É bem pedagógica a Liturgia da Igreja. Ao longo do ano, são celebrados os grandes Mistérios da Fé no rito, na Palavra de Deus e no Sacramento; e assim, a Liturgia não celebra apenas coisas do passado, mas nos envolve na ação de Deus, que acontece hoje e naquilo que Deus ainda realizará no futuro. E nós podemos aderir à ação de Deus mediante a fé e o testemunho de vida; esses, por sua vez, nutrem-se nos Mistérios da Fé.
Enquanto o ano litúrgico já vai chegando ao fim, somos convidados a olhar para as realidades escatológicas da nossa fé, que são também o objeto da esperança cristã: a morte, o julgamento de Deus, a vida eterna, o paraíso e a felicidade plena junto de Deus – na “Jerusalém celeste”, conforme a bela imagem usada no Apocalipse para falar do céu (cf Ap 21,2.10). A festa de Todos os Santos nos lembra: para essa cidade, também nós caminhamos “pressurosos”, apressados; ainda peregrinamos pelas estradas da vida “na penumbra da fé”, mas já entrevendo a luz da glória celeste; essa já se manifestou em Jesus Cristo ressuscitado e nos santos do céu.
De fato, como cristãos, estamos com os pés bem plantados na terra e devemos ser operosos na prática do bem durante esta vida, como bons trabalhadores na vinha do Senhor, operários na sua messe, gratos colaboradores na sua obra, zeladores atentos e responsáveis do mundo confiado a nós. Ao mesmo tempo, porém, nosso coração e nossos olhos já estão voltados para “as realidades celestes”, que nos oferecem um horizonte de compreensão nova e de esperança grande, uma meta que vai além dos bens que este mundo já nos pode oferecer. Nós não cremos só para esta vida e para as realidades presentes: “se é só para esta vida que pomos a nossa esperança em Cristo, somos de todos os homens os mais dignos de compaixão” (1Cor 15,39).
Somos pessoas de esperança; não apenas de esperança humana, que se esgota nas realizações humanas. Somos animados pela esperança grande, sobrenatural, que decorre diretamente da fé e da fidelidade de Deus – verdadeiro, justo e bom. Essa esperança é uma virtude sobrenatural, ligada ao fato de sermos, já neste mundo, “filhos de Deus” (cf 1Jo 3,1-3). E só Deus pode satisfazer essa esperança sobrenatural. Ela nos dá força, coragem e perseverança na prática do bem, da justiça e da retidão, mesmo nas maiores dificuldades, ou quando não parece haver mais motivos humanos para isso. Cremos em Deus, por isso esperamos; e agimos em conformidade com nossa fé e nossa esperança.

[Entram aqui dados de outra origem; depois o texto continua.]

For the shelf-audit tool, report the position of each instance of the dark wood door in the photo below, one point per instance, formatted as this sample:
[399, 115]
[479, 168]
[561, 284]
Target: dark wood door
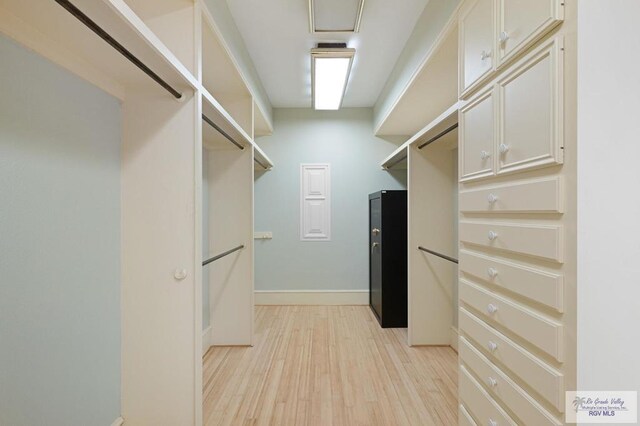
[375, 248]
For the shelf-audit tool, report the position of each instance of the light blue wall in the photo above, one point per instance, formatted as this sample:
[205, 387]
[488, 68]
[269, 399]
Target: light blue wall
[227, 27]
[344, 139]
[431, 22]
[59, 246]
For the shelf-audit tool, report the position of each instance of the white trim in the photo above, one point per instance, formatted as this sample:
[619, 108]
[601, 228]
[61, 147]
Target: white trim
[321, 198]
[206, 340]
[312, 297]
[454, 338]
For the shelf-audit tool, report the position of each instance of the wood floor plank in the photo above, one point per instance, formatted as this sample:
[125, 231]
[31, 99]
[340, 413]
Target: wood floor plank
[328, 365]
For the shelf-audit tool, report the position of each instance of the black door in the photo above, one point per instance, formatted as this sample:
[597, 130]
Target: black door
[375, 262]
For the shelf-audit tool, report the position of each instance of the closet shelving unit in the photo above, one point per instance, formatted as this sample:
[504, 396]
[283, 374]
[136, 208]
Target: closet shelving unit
[430, 159]
[161, 174]
[432, 89]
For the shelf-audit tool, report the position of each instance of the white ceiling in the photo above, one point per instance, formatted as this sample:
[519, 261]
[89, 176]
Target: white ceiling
[276, 33]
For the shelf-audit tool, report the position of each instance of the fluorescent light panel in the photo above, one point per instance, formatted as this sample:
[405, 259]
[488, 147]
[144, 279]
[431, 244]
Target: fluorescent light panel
[330, 72]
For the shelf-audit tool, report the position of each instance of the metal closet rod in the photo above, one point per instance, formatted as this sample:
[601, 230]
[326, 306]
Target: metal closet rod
[222, 132]
[221, 255]
[120, 48]
[396, 162]
[262, 165]
[435, 253]
[438, 136]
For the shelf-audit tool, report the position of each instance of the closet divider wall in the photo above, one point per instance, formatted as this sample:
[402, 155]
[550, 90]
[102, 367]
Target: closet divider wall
[169, 66]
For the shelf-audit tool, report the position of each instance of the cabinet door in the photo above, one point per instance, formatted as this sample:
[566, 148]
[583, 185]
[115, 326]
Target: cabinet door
[477, 137]
[375, 253]
[476, 48]
[530, 111]
[522, 22]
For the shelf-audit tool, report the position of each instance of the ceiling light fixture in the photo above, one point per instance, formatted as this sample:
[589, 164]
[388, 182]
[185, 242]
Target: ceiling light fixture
[330, 67]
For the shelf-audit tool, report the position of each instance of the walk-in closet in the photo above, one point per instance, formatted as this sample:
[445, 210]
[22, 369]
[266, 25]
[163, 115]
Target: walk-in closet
[318, 212]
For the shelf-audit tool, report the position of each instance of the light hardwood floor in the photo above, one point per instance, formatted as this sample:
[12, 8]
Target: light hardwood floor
[328, 365]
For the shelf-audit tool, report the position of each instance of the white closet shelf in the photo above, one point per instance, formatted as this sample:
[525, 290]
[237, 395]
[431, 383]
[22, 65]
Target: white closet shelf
[431, 89]
[262, 162]
[397, 159]
[49, 29]
[212, 109]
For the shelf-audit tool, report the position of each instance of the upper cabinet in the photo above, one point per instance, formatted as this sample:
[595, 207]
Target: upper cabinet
[515, 123]
[520, 23]
[476, 37]
[530, 111]
[493, 33]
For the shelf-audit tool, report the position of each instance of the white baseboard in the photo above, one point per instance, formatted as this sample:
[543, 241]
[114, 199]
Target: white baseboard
[454, 338]
[206, 340]
[312, 297]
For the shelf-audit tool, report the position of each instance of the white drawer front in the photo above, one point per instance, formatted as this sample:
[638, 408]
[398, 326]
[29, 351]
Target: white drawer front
[479, 403]
[535, 196]
[546, 381]
[540, 286]
[504, 389]
[464, 418]
[544, 241]
[539, 331]
[530, 112]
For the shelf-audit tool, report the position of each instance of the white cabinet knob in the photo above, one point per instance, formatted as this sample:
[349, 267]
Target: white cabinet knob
[492, 272]
[180, 274]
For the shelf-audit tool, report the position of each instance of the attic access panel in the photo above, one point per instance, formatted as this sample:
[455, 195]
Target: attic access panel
[335, 16]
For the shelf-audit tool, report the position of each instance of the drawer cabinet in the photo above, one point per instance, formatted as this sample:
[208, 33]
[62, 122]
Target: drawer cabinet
[477, 131]
[520, 23]
[541, 332]
[477, 37]
[544, 241]
[482, 407]
[533, 196]
[530, 111]
[537, 285]
[538, 375]
[502, 388]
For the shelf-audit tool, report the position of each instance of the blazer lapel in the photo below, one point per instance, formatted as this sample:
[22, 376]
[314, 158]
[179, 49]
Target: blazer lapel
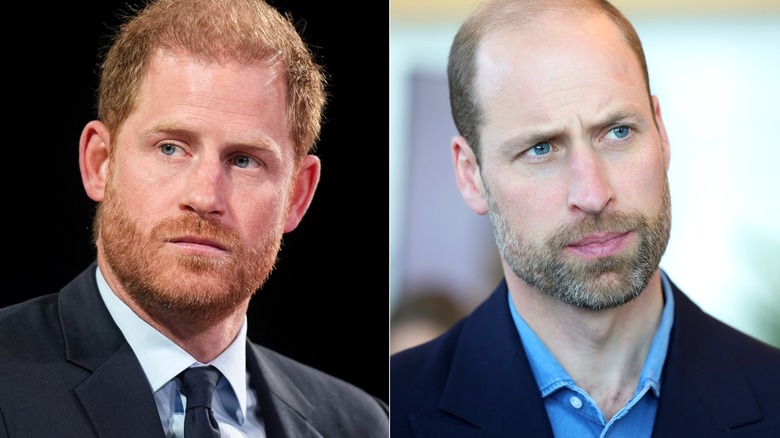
[490, 384]
[284, 409]
[116, 396]
[703, 386]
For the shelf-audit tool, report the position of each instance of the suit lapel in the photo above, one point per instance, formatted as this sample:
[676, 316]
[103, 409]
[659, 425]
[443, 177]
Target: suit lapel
[703, 386]
[116, 396]
[490, 384]
[284, 409]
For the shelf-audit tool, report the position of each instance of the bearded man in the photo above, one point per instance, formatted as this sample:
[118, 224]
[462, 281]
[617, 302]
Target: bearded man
[200, 161]
[563, 146]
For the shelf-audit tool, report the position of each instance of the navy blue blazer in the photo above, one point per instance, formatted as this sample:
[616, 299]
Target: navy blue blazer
[66, 370]
[475, 381]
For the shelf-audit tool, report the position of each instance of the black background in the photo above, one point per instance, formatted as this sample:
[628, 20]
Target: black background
[326, 304]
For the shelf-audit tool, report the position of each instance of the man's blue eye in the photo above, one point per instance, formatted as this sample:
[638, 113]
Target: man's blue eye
[621, 131]
[168, 149]
[540, 148]
[242, 161]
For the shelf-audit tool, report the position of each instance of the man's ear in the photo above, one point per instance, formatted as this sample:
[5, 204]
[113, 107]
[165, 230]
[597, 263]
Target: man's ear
[304, 185]
[662, 132]
[93, 159]
[468, 175]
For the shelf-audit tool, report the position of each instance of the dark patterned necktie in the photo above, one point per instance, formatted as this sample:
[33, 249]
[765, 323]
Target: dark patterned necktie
[197, 384]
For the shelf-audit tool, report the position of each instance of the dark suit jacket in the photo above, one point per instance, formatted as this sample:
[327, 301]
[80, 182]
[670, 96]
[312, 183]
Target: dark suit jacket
[66, 370]
[475, 381]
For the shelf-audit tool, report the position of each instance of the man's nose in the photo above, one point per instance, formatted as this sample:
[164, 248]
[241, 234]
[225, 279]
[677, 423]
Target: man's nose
[204, 193]
[590, 189]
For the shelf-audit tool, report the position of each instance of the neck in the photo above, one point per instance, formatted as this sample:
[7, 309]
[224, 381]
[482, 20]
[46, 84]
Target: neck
[203, 338]
[603, 351]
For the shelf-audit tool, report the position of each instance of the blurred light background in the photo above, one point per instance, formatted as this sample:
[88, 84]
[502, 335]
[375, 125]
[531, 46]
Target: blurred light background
[715, 66]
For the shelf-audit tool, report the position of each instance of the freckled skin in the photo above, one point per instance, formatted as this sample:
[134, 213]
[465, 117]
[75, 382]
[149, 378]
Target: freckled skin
[196, 193]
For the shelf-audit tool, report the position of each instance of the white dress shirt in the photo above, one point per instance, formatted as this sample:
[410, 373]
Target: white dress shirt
[235, 402]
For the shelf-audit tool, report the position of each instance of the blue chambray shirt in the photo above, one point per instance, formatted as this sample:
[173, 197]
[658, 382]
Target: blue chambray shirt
[572, 412]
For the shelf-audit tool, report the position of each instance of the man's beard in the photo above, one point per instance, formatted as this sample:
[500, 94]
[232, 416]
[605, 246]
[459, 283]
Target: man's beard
[193, 288]
[598, 284]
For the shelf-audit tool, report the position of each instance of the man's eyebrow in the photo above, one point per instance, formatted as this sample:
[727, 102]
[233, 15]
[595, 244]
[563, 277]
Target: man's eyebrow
[259, 142]
[622, 115]
[529, 138]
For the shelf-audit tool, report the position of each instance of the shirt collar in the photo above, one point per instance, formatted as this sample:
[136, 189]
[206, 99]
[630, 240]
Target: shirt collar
[161, 359]
[551, 376]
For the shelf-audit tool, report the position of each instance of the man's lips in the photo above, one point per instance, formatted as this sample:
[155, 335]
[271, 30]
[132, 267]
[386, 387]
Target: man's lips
[599, 245]
[199, 244]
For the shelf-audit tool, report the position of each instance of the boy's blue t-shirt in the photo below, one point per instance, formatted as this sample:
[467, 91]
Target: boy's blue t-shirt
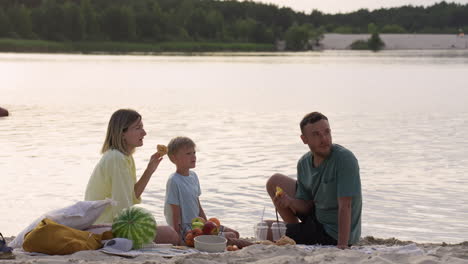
[184, 192]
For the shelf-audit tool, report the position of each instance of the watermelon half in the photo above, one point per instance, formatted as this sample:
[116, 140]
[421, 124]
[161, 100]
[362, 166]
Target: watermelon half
[135, 223]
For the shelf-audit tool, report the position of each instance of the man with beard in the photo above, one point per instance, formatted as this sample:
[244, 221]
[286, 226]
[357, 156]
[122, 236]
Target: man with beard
[324, 205]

A solenidade de Todos os Santos nos convida a elevar nossos olhos e contemplar, na fé, a “cidade celeste”, a “Jerusalém do alto”, onde a multidão dos santos vive junto de Deus. E quem acaso “viu”, para poder nos contar? São João responde: “o Filho único, que é Deus e está na intimidade do Pai; ele, que desde sempre viu, nos veio contar (cf Jo 1,18). Jesus Cristo usou muitas imagens para falar do céu: reino de Deus, casa do Pai, banquete e festa, vida feliz na comunhão com Deus... Sempre deu a entender que o céu é a coisa melhor que podemos desejar na vida; e a exclusão dele é a pior desgraça que pode sobrevir ao homem! Também São Paulo fala de sua experiência mística das coisas celestes, descritas por ele como belíssimas, inimagináveis. (cf 2Cor 1-6); e afirma que “os olhos jamais viram, nem os ouvidos ouviram, nem coração algum jamais imaginou aquilo que Deus preparou para aqueles que o amam” (cf 1Cor 2,9).
A fé cristã, portanto, afirma corajosamente a redenção plena e radical do ser humano. É uma pena, e é tão pobre, que às vezes se relacione e reduza a prática religiosa apenas à busca de alguma vantagem para esta vida; pior ainda, quando se faz da religião um mecanismo mágico na busca da prosperidade material, a ser obtida com uma espécie de relação comercial com Deus... Também é pobre, e é ruim, converter a religião em instrumento ideológico, na busca e afirmação do poder e vaidades sociais e políticas.
A prática religiosa honesta e fiel, por certo, também atrai a bênção de Deus para esta vida e tem consequências inquestionáveis para o convívio social. Seu objetivo final, no entanto, nunca poderá ser reduzido a uma realização humana e histórica, mas se projeta para a esperança grande, para o futuro de Deus, para aquilo que só Ele pode nos dar. E nós o acolhemos com superabundância, louvor e alegria!